When we first moved to the big city when I was six we lived in a pre-suburbia area where my parents still live now, and behind out houses there weren’t other houses like there are now, there were just large piles of dirt and grass and what we would call the Playlands.  I remember playing every kind of game imaginable out there:  Tarzan, House, African Safari, all of the imaginative games that required danger and high stakes and joy.  We used to run in the summer until bath-time, and every spring Isti and I would get stuck in the mud to our knee’s in the same place for three years in a row.  We had to be carried into the house by our fathers in order to get free.

Those were the good old days when playing imaginary games was socially acceptable for our age.  Ceara and I were speaking about this last night and how the day that those imagination games became un-fun was a sad day for all of us.  We used to play a variety of games in her basement, and to spare her and I further embarrassment I will not include much more detail other than Harry Potter Hotel with one rollerblade each in an unfinished basement until the wee hours of the morning was a weekly occurance.  Those really were the days where we had our best memories.

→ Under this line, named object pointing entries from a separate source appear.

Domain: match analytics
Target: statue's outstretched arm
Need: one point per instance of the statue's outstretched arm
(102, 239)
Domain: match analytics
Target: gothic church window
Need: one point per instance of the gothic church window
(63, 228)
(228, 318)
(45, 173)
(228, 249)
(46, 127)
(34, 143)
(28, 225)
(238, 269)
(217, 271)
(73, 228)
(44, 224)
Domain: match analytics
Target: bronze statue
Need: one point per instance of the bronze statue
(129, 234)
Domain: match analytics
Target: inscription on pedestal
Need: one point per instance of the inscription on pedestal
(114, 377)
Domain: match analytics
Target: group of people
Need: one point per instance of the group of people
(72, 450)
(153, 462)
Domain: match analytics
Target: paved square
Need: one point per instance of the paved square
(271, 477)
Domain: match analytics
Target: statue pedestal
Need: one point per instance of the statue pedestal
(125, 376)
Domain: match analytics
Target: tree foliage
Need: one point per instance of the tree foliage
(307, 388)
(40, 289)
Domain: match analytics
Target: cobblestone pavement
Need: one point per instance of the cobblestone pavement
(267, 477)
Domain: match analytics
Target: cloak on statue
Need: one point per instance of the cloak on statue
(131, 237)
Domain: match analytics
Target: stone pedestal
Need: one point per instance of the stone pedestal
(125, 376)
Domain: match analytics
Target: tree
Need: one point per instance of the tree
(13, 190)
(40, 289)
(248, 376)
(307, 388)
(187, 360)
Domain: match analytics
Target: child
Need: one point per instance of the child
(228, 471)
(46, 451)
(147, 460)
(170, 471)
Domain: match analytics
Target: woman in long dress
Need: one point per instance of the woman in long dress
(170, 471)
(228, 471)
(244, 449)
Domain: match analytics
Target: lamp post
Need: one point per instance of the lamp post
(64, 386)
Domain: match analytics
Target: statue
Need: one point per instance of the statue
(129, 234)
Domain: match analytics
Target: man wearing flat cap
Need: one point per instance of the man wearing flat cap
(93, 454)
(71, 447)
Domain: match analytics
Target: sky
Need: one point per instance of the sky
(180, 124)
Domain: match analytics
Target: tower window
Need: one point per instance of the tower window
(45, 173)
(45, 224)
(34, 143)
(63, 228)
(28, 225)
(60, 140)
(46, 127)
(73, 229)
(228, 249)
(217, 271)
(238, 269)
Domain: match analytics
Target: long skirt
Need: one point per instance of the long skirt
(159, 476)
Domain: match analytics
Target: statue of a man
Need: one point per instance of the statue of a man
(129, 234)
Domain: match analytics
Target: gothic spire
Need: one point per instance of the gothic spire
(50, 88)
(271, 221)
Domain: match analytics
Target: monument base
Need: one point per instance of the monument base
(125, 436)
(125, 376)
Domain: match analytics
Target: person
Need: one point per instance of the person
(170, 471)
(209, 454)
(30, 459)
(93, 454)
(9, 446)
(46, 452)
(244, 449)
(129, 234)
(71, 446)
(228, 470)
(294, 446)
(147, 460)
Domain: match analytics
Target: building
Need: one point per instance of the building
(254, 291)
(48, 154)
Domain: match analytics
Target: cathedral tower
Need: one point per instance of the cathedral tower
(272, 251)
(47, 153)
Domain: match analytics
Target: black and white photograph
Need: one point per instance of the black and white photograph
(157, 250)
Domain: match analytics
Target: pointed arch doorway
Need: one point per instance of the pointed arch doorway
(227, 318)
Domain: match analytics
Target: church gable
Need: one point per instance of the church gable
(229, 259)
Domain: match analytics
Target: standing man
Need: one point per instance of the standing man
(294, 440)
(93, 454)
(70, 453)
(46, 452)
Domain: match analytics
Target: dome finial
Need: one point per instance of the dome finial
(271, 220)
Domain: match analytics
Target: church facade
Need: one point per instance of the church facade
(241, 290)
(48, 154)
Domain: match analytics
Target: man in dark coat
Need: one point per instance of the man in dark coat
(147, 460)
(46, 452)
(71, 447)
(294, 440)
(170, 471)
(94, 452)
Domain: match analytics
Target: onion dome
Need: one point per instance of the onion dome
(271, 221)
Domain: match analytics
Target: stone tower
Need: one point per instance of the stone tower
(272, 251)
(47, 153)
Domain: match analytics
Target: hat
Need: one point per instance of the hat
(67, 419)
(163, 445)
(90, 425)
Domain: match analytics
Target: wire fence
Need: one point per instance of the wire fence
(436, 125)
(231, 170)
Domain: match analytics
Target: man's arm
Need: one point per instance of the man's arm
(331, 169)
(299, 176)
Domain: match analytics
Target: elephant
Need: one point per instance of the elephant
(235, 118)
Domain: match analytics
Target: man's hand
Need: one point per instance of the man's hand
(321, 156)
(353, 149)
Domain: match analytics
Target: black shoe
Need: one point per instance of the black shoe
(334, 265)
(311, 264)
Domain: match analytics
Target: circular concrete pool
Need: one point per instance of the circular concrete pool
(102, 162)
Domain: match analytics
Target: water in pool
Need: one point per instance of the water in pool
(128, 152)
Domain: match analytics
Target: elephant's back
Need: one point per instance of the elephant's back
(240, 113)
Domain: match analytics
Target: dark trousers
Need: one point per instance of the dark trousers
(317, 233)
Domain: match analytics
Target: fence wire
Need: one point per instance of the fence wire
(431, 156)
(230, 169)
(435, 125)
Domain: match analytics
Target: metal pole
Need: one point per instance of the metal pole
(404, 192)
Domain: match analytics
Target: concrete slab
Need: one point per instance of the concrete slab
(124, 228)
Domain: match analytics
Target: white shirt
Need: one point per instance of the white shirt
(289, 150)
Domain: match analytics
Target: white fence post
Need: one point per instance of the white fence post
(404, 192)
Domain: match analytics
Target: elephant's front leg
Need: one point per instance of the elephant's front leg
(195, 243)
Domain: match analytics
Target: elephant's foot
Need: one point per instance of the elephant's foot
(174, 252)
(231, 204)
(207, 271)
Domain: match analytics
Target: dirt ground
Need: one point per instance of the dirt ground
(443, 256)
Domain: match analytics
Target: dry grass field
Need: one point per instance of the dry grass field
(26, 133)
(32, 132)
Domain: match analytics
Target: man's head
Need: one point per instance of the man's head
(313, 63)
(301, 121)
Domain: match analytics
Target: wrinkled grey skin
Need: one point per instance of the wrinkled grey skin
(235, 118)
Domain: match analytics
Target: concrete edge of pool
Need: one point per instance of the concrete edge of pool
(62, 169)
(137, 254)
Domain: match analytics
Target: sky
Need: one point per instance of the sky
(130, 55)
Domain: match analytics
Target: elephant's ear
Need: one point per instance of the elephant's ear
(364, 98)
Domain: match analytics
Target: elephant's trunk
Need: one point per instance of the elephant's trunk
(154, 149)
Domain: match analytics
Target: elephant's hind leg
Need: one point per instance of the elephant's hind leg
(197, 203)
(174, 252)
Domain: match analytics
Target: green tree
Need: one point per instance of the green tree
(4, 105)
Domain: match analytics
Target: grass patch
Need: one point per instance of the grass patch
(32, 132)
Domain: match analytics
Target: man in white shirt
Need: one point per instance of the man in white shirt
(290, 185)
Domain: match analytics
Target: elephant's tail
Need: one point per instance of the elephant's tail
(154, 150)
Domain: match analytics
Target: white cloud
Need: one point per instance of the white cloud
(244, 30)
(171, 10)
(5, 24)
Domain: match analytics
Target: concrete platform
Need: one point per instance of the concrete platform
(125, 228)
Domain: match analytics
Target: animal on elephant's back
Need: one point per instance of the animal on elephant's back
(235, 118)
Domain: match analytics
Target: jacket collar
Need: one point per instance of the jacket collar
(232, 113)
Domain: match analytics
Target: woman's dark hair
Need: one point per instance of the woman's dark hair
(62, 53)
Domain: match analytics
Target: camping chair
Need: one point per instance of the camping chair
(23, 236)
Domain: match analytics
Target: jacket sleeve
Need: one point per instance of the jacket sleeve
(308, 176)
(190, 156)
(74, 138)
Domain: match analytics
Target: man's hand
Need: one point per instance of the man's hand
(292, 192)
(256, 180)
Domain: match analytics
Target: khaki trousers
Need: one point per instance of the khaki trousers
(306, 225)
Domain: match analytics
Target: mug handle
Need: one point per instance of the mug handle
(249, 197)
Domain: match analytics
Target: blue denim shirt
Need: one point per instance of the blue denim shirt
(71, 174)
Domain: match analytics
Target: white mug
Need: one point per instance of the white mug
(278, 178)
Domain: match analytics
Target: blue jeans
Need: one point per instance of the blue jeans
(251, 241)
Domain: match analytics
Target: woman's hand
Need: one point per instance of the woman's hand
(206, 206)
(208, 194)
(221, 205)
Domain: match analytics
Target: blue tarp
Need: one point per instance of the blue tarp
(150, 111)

Not saying last night wasn’t fabulous don’t get me wrong.  I love the new and improved weekend nights where we no longer have card nights with ACDC and rootbeer floats (which were disgusting) we now go for wings or a meal and then beers, lots and lots of beers, and laugh a lot and sleep earlier (which happens everytime no matter how hard we try to pull-it-pullin-it all nighter) and it is still the same us, just less imagination more gossip and bars.  I think I miss the imagination games because they lasted longer to be honest, and I lived a lot closer to Ceara at this time, now we’re a half hour drive away (when Maggie B doesn’t get lost).

I enjoy challenging my imagination but at the same time it’s good to live in the real world now and again.  I miss childhood, when friendships were way simpler and I never had to worry if I had said or done something wrong really, or if I meant enough to someone, or anything like that.  I remember when things were simpler, and I’m not really complaining, but it would be nice to just lose some of the drama that comes with growing up.  Is that what I am now that I’m a twenty-something, a Grown Up capital G? I guess it’s time to embrace that.